Background: Phylogenetic analysis is now an important tool in the study of viral outbreaks. It can reconstruct epidemic history when surveillance epidemiology data are sparse, and can indicate transmission linkages among infections that may not otherwise be evident. However, a remaining challenge is to develop an analytical framework that can test hypotheses about the effect of environmental variables on pathogen spatial spread. Recent phylogeographic approaches can reconstruct the history of virus dispersal from sampled viral genomes and infer the locations of ancestral infections. Such methods provide a unique source of spatio-temporal information, and are exploited here.

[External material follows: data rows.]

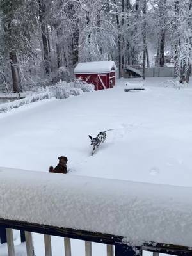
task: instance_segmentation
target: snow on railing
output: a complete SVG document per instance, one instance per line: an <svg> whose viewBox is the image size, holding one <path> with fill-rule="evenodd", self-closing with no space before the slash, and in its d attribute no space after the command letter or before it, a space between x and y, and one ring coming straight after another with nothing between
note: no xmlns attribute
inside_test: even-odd
<svg viewBox="0 0 192 256"><path fill-rule="evenodd" d="M192 188L3 168L0 180L1 219L113 234L134 246L192 246Z"/></svg>

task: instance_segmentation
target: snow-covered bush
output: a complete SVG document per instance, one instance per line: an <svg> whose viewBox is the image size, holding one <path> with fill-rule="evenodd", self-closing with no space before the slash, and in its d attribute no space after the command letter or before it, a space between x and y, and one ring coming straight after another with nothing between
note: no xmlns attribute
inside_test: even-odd
<svg viewBox="0 0 192 256"><path fill-rule="evenodd" d="M77 78L74 81L74 86L75 88L81 88L83 92L94 91L93 84L88 84L82 81L80 78Z"/></svg>
<svg viewBox="0 0 192 256"><path fill-rule="evenodd" d="M93 92L94 86L79 79L68 83L60 80L56 85L49 86L49 90L52 97L61 99L68 98L70 95L77 96L86 92Z"/></svg>
<svg viewBox="0 0 192 256"><path fill-rule="evenodd" d="M60 80L68 83L71 79L72 77L70 74L66 67L60 67L54 74L52 79L52 83L55 84L59 82Z"/></svg>
<svg viewBox="0 0 192 256"><path fill-rule="evenodd" d="M26 92L26 97L24 99L1 104L0 113L45 99L52 97L60 99L65 99L93 90L94 86L93 84L88 84L81 79L76 79L74 82L70 83L60 80L55 85L47 86L45 89L38 86L36 87L35 90Z"/></svg>
<svg viewBox="0 0 192 256"><path fill-rule="evenodd" d="M188 86L188 84L186 82L180 83L178 80L167 80L161 84L163 87L170 87L176 89L180 89Z"/></svg>

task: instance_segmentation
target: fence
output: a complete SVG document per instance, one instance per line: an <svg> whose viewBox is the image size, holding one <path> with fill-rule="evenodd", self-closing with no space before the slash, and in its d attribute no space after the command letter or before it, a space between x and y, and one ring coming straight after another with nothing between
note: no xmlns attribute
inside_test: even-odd
<svg viewBox="0 0 192 256"><path fill-rule="evenodd" d="M1 227L6 227L8 256L15 256L13 230L24 231L27 256L34 256L34 248L31 232L40 233L44 236L45 255L52 256L51 236L63 237L65 256L71 256L70 239L84 241L85 256L92 255L92 242L100 243L106 245L107 256L141 256L143 250L152 252L153 256L159 253L178 256L191 256L191 248L177 245L148 243L141 246L131 246L124 243L120 236L102 233L94 233L81 230L29 223L12 220L0 219Z"/></svg>
<svg viewBox="0 0 192 256"><path fill-rule="evenodd" d="M142 72L141 68L134 68L140 72ZM151 68L146 68L145 69L146 77L174 77L174 67L154 67ZM135 75L131 74L131 70L129 68L125 69L124 71L124 77L128 78L134 77Z"/></svg>

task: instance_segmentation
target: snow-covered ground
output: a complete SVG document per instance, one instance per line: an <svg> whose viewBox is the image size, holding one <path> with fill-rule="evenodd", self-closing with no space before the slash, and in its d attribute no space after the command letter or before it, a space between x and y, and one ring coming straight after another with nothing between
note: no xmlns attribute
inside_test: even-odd
<svg viewBox="0 0 192 256"><path fill-rule="evenodd" d="M66 156L72 174L191 186L192 87L164 88L166 80L125 92L122 79L113 89L1 113L0 166L47 172ZM91 156L88 135L111 128Z"/></svg>
<svg viewBox="0 0 192 256"><path fill-rule="evenodd" d="M68 175L191 186L192 86L167 80L148 78L145 90L125 92L127 81L140 80L121 79L113 89L0 113L0 166L47 172L66 156ZM111 128L92 156L88 135Z"/></svg>

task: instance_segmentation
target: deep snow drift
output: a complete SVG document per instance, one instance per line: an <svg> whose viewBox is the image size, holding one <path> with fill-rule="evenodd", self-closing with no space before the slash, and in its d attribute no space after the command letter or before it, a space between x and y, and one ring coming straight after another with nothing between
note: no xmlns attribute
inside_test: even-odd
<svg viewBox="0 0 192 256"><path fill-rule="evenodd" d="M2 168L0 180L0 218L191 246L192 188Z"/></svg>
<svg viewBox="0 0 192 256"><path fill-rule="evenodd" d="M164 88L166 80L125 92L122 79L113 89L1 113L0 166L47 172L66 156L75 175L191 186L192 89ZM111 128L90 156L88 135Z"/></svg>

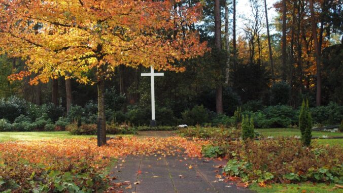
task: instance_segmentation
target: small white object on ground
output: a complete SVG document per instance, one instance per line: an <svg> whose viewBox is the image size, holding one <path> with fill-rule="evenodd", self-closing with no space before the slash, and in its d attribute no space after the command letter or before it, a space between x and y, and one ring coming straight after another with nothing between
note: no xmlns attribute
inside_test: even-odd
<svg viewBox="0 0 343 193"><path fill-rule="evenodd" d="M180 124L180 125L178 126L178 127L181 127L181 128L185 128L185 127L188 127L188 125L187 124Z"/></svg>

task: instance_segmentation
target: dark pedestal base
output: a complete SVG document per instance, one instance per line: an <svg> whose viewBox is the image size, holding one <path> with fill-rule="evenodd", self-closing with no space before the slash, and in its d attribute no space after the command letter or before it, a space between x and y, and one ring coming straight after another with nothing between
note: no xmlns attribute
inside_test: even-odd
<svg viewBox="0 0 343 193"><path fill-rule="evenodd" d="M156 124L156 120L152 120L150 121L150 126L151 127L154 127L156 126L156 125L157 125L157 124Z"/></svg>

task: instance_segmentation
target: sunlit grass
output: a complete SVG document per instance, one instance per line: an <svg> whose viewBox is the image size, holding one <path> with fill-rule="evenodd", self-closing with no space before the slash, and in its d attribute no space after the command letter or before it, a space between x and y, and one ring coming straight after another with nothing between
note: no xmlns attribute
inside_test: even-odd
<svg viewBox="0 0 343 193"><path fill-rule="evenodd" d="M108 135L108 137L114 137ZM75 136L68 132L0 132L0 142L7 141L29 141L50 140L53 139L87 139L96 137L96 135Z"/></svg>
<svg viewBox="0 0 343 193"><path fill-rule="evenodd" d="M265 187L260 187L257 184L252 184L250 188L257 192L316 192L327 193L341 192L341 189L334 188L334 184L326 184L318 183L314 184L312 183L302 183L296 184L274 184L267 185Z"/></svg>
<svg viewBox="0 0 343 193"><path fill-rule="evenodd" d="M292 137L300 136L301 134L300 130L293 128L255 128L264 137ZM340 132L328 132L313 131L312 136L322 137L323 136L328 137L343 136L343 133Z"/></svg>

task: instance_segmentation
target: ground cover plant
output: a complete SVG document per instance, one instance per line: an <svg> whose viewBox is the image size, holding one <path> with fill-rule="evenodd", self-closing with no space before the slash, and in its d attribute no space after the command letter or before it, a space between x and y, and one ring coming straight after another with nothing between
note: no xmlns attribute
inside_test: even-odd
<svg viewBox="0 0 343 193"><path fill-rule="evenodd" d="M343 183L343 150L339 146L304 147L300 140L231 141L223 172L243 181Z"/></svg>
<svg viewBox="0 0 343 193"><path fill-rule="evenodd" d="M208 142L181 138L117 137L96 146L88 139L8 142L0 143L0 191L92 192L106 188L106 167L127 154L172 154L185 151L201 156Z"/></svg>

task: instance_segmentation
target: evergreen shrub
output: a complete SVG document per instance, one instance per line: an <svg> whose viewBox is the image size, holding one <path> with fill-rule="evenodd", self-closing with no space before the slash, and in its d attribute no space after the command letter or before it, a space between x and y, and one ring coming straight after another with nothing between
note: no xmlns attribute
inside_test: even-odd
<svg viewBox="0 0 343 193"><path fill-rule="evenodd" d="M243 116L242 122L242 137L246 141L248 138L254 139L255 132L254 131L254 120L251 117L249 119L248 116Z"/></svg>
<svg viewBox="0 0 343 193"><path fill-rule="evenodd" d="M182 113L183 124L195 125L210 121L208 110L203 106L195 106L191 110L187 110Z"/></svg>

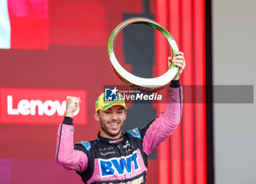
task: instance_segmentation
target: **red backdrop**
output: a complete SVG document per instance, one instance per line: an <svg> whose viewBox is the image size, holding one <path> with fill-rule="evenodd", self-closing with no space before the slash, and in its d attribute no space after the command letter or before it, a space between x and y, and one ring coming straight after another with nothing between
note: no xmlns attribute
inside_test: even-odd
<svg viewBox="0 0 256 184"><path fill-rule="evenodd" d="M55 161L56 131L63 118L57 112L66 95L83 96L78 118L84 120L75 120L75 142L95 139L99 124L93 118L94 101L105 85L122 85L108 64L107 43L124 14L154 15L185 53L188 64L182 83L204 84L203 0L6 1L10 48L0 49L0 183L82 183L75 172ZM124 61L122 33L118 37L115 53L131 72L132 66ZM153 65L158 72L153 76L167 67L161 64L167 56L167 42L161 42L157 36ZM193 67L196 62L201 68ZM30 92L20 93L22 89ZM59 95L52 96L51 92ZM8 96L12 98L10 110L18 115L7 114ZM41 101L42 115L39 107L33 115L31 100ZM59 103L54 112L53 103ZM164 108L154 107L157 113ZM47 115L50 110L55 114ZM149 160L147 183L206 183L203 110L203 104L184 105L183 124L159 149L158 159ZM195 118L190 118L192 113Z"/></svg>

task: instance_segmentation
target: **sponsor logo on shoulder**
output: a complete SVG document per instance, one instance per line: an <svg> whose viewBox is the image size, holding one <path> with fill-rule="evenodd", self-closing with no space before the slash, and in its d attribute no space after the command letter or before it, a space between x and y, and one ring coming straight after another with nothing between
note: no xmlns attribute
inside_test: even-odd
<svg viewBox="0 0 256 184"><path fill-rule="evenodd" d="M31 88L0 88L0 123L59 124L67 96L80 96L74 123L86 125L86 91Z"/></svg>

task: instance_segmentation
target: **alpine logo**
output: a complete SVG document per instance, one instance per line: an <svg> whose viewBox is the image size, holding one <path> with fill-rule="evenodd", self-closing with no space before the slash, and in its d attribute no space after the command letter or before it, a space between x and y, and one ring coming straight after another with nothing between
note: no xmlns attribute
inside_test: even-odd
<svg viewBox="0 0 256 184"><path fill-rule="evenodd" d="M132 174L132 169L140 169L138 163L138 154L137 151L128 156L114 158L111 159L99 159L101 177L114 175L124 175Z"/></svg>
<svg viewBox="0 0 256 184"><path fill-rule="evenodd" d="M75 124L86 123L86 91L82 90L0 88L0 123L59 124L67 96L80 96Z"/></svg>

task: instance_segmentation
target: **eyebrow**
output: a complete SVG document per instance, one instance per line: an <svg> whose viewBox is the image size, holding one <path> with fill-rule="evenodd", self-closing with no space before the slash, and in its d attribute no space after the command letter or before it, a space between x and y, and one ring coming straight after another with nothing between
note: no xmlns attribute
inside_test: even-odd
<svg viewBox="0 0 256 184"><path fill-rule="evenodd" d="M120 108L117 109L117 110L124 110L124 107L120 107ZM106 110L112 110L111 107L110 107L110 108L108 108L108 109Z"/></svg>

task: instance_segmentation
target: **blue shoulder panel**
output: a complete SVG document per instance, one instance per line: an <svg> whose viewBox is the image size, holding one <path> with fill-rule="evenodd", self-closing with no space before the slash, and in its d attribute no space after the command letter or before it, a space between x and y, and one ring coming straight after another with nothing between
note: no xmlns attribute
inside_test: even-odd
<svg viewBox="0 0 256 184"><path fill-rule="evenodd" d="M91 147L91 143L89 141L81 141L76 143L75 145L78 145L78 144L82 145L86 149L87 151L89 151L89 150Z"/></svg>
<svg viewBox="0 0 256 184"><path fill-rule="evenodd" d="M138 139L141 139L140 130L138 128L135 128L132 130L127 131L127 133L129 133L129 134L130 134L133 137L138 138Z"/></svg>

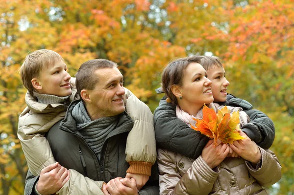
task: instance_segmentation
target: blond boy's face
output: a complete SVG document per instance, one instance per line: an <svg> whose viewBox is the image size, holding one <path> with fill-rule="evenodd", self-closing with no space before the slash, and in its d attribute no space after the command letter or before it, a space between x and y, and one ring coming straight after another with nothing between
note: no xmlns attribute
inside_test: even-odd
<svg viewBox="0 0 294 195"><path fill-rule="evenodd" d="M67 66L64 62L56 61L52 65L41 70L39 76L36 79L39 86L35 88L38 93L44 94L58 97L71 95L71 76L67 70Z"/></svg>
<svg viewBox="0 0 294 195"><path fill-rule="evenodd" d="M222 67L214 66L207 70L207 75L208 79L212 82L211 88L214 102L225 102L230 82L225 78L224 69Z"/></svg>

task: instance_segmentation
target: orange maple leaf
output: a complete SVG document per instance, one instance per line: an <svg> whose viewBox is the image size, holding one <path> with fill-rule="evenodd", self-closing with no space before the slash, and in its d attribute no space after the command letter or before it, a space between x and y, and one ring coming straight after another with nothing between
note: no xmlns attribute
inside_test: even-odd
<svg viewBox="0 0 294 195"><path fill-rule="evenodd" d="M239 111L231 114L225 106L218 110L217 114L213 108L209 108L204 105L202 112L203 119L193 118L196 121L196 127L191 124L191 127L207 137L214 139L215 146L217 145L218 139L223 143L232 144L235 140L245 138L238 131L240 130Z"/></svg>

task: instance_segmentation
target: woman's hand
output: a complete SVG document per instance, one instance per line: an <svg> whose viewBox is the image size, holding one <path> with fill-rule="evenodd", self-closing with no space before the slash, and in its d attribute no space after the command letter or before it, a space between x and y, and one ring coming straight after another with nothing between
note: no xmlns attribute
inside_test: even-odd
<svg viewBox="0 0 294 195"><path fill-rule="evenodd" d="M218 145L214 148L214 140L210 140L202 152L201 156L207 165L213 169L220 164L224 159L229 152L230 147L226 144L222 144L218 140Z"/></svg>
<svg viewBox="0 0 294 195"><path fill-rule="evenodd" d="M244 132L241 130L239 132L241 135L246 138L235 141L233 142L233 144L229 145L230 147L239 156L251 162L252 165L255 166L261 158L259 148L255 142L251 141Z"/></svg>

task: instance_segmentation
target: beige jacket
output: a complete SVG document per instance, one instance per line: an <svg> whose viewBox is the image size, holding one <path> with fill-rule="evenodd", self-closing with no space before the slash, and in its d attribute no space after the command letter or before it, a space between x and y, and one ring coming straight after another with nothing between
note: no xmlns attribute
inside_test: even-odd
<svg viewBox="0 0 294 195"><path fill-rule="evenodd" d="M240 111L243 122L246 118L244 114ZM232 157L226 158L212 170L201 156L194 160L158 149L160 194L267 195L262 186L277 182L281 177L281 167L271 151L259 149L261 165L257 170L242 158Z"/></svg>
<svg viewBox="0 0 294 195"><path fill-rule="evenodd" d="M73 94L70 100L73 101L76 99L75 78L72 78L71 83ZM133 128L127 139L126 160L130 164L127 173L150 175L151 167L156 158L153 115L145 104L128 89L125 90L126 111L134 120ZM33 175L38 175L43 169L55 162L45 135L53 125L63 119L66 108L62 104L39 103L28 92L25 95L25 102L27 107L19 118L18 136L29 170ZM75 193L79 190L84 192L87 190L89 195L90 192L96 194L95 189L101 189L102 182L93 181L74 170L70 171L71 179L57 194L65 195L67 192ZM77 183L79 185L76 185Z"/></svg>

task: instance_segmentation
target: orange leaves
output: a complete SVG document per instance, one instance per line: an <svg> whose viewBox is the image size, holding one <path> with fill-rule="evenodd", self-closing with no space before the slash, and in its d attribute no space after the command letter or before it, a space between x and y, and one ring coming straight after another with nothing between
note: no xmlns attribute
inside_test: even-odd
<svg viewBox="0 0 294 195"><path fill-rule="evenodd" d="M238 132L240 130L239 111L230 114L230 110L224 107L218 110L217 114L213 109L204 105L203 114L202 119L193 119L196 127L191 125L192 128L214 139L215 145L218 139L223 143L232 144L234 141L245 138Z"/></svg>

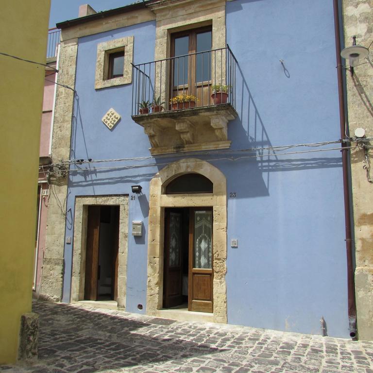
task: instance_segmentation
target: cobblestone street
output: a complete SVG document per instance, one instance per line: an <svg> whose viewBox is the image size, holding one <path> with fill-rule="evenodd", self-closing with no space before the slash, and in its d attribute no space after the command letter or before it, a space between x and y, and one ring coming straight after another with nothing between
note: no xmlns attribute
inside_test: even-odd
<svg viewBox="0 0 373 373"><path fill-rule="evenodd" d="M39 357L2 373L373 373L373 342L34 302Z"/></svg>

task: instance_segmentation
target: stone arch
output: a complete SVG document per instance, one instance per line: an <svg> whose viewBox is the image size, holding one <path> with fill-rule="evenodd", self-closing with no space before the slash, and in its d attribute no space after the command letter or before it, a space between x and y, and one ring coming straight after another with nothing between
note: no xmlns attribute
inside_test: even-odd
<svg viewBox="0 0 373 373"><path fill-rule="evenodd" d="M213 184L212 193L166 195L166 186L183 174L200 173ZM156 315L162 307L163 288L164 211L166 207L211 206L213 223L214 320L227 322L225 285L227 257L226 179L216 167L197 158L181 159L168 165L150 182L148 249L147 312Z"/></svg>

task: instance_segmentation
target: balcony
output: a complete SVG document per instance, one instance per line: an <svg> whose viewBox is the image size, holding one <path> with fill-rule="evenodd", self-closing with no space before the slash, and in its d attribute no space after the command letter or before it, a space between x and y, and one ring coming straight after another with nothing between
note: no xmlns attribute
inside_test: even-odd
<svg viewBox="0 0 373 373"><path fill-rule="evenodd" d="M47 47L47 58L57 57L57 51L60 44L61 30L56 27L48 30L48 43Z"/></svg>
<svg viewBox="0 0 373 373"><path fill-rule="evenodd" d="M133 65L132 119L152 155L230 147L237 64L227 46Z"/></svg>

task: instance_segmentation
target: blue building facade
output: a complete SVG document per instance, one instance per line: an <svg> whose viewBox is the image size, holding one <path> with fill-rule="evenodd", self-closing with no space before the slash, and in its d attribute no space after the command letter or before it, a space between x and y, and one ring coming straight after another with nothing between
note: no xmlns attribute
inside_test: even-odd
<svg viewBox="0 0 373 373"><path fill-rule="evenodd" d="M311 334L320 333L322 316L329 335L347 337L343 186L332 2L316 0L312 6L306 0L171 2L150 0L120 8L115 14L103 12L107 23L102 30L94 27L99 22L96 15L59 25L63 38L64 33L78 35L70 113L63 301L99 300L101 294L105 296L102 300L119 298L119 305L129 312L159 314L157 312L169 308L168 305L176 304L171 300L165 303L166 298L172 298L172 291L177 292L176 286L183 302L188 298L188 304L194 302L194 305L189 304L187 311L192 315L195 310L204 311L217 322ZM138 17L138 21L122 27L107 26L112 18L121 17ZM224 30L219 28L220 24ZM75 31L84 29L85 25L87 34ZM90 27L94 31L89 31ZM221 115L209 99L207 105L197 103L195 108L171 110L168 101L175 94L170 93L169 86L176 73L164 68L162 84L159 71L152 80L153 68L141 67L151 62L155 66L155 61L162 59L170 61L168 58L176 55L179 41L175 40L196 30L201 31L196 32L197 35L212 34L212 50L228 44L229 50L223 49L223 58L227 59L231 52L235 59L234 73L229 79L228 65L220 66L224 71L219 79L229 81L230 97ZM70 37L65 36L68 40ZM127 41L122 47L110 47L110 43L119 40ZM130 67L130 82L105 85L105 81L110 80L104 76L111 68L110 54L124 51L128 56L131 43L130 62L135 67ZM100 62L100 46L105 45L106 57ZM199 52L197 47L191 54ZM219 63L213 53L207 55L208 62L204 63L210 71ZM108 62L105 60L108 58ZM59 68L63 72L68 67L60 62ZM98 79L98 66L102 62L104 76ZM183 74L193 62L190 59L189 65L184 63ZM194 63L197 68L199 63L202 68L205 66L198 57ZM128 69L125 58L124 64L121 68L125 76ZM176 71L176 65L172 66ZM150 81L141 80L147 68ZM181 71L180 67L178 71ZM207 89L214 83L212 77L209 72ZM121 78L113 78L117 79ZM98 87L101 80L103 85ZM178 94L186 89L192 93L186 81L176 85ZM166 102L164 110L159 114L151 110L141 114L138 108L141 89L140 101L152 101L157 86L162 101ZM194 92L198 99L198 88ZM203 99L199 98L200 104ZM205 106L208 107L204 108ZM112 109L120 118L108 128L102 119ZM204 124L200 128L199 118L206 117L211 126L215 120L223 133L226 128L226 135L215 130L217 137L212 139L210 128L206 129ZM168 127L175 123L177 131L184 134L183 146L175 142L174 129ZM188 131L180 130L186 126ZM189 174L207 178L213 190L209 191L206 186L195 193L190 185L195 183L201 186L203 182L198 176L195 181L188 180ZM186 179L180 179L178 186L178 178L183 175ZM171 186L168 191L173 181L176 182L176 191L170 191ZM141 192L133 192L133 186L141 186ZM209 202L213 200L215 202ZM123 210L108 212L100 207L94 212L90 206L121 206ZM202 213L209 221L206 225L210 227L206 244L210 247L210 264L203 263L201 271L193 272L198 239L195 238L193 246L185 237L192 224L192 215L196 224L198 214ZM99 263L99 273L93 273L98 264L88 258L92 254L88 254L88 247L95 240L95 219L101 237L97 238L96 251L100 245L101 250L109 250L109 242L117 250L119 247L119 258L118 254L114 254L114 262L111 256L106 258L117 266L106 274L107 283L103 280L103 263ZM184 258L181 265L184 270L176 276L181 282L170 274L173 257L172 253L166 253L168 245L172 245L175 219L179 219L177 239L184 237L185 246L191 245L190 251L184 249L186 253L180 251L182 245L178 243L178 260ZM118 239L109 238L109 220L118 222L112 227L112 235L119 235ZM140 222L136 225L133 222ZM141 235L133 235L138 225ZM196 237L196 225L193 229ZM106 260L98 254L99 262ZM87 282L91 282L88 289ZM105 292L105 286L108 292ZM191 295L191 287L194 295ZM200 289L204 289L202 295L198 295ZM87 295L92 291L98 297ZM176 302L181 304L182 300Z"/></svg>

Results: We present and apply a new statistical framework that combines genomic and geographic data to test the impact of environmental variables on the mode and tempo of pathogen dispersal during emerging epidemics. First, the spatial history of an emerging pathogen is estimated using standard phylogeographic methods. The inferred dispersal path for each phylogenetic lineage is then assigned a "weight" using environmental data (e.g. altitude, land cover). Next, tests measure the association between each environmental variable and lineage movement. A randomisation procedure is used to assess statistical confidence and we validate this approach using simulated data. We apply our new framework to a set of gene sequences from an epidemic of rabies virus in North American raccoons. We test the impact of six different environmental variables on this epidemic and demonstrate that elevation is associated with a slower rabies spread in a natural population.
Conclusion: This study shows that it is possible to integrate genomic and environmental data in order to test hypotheses concerning the mode and tempo of virus dispersal during emerging epidemics.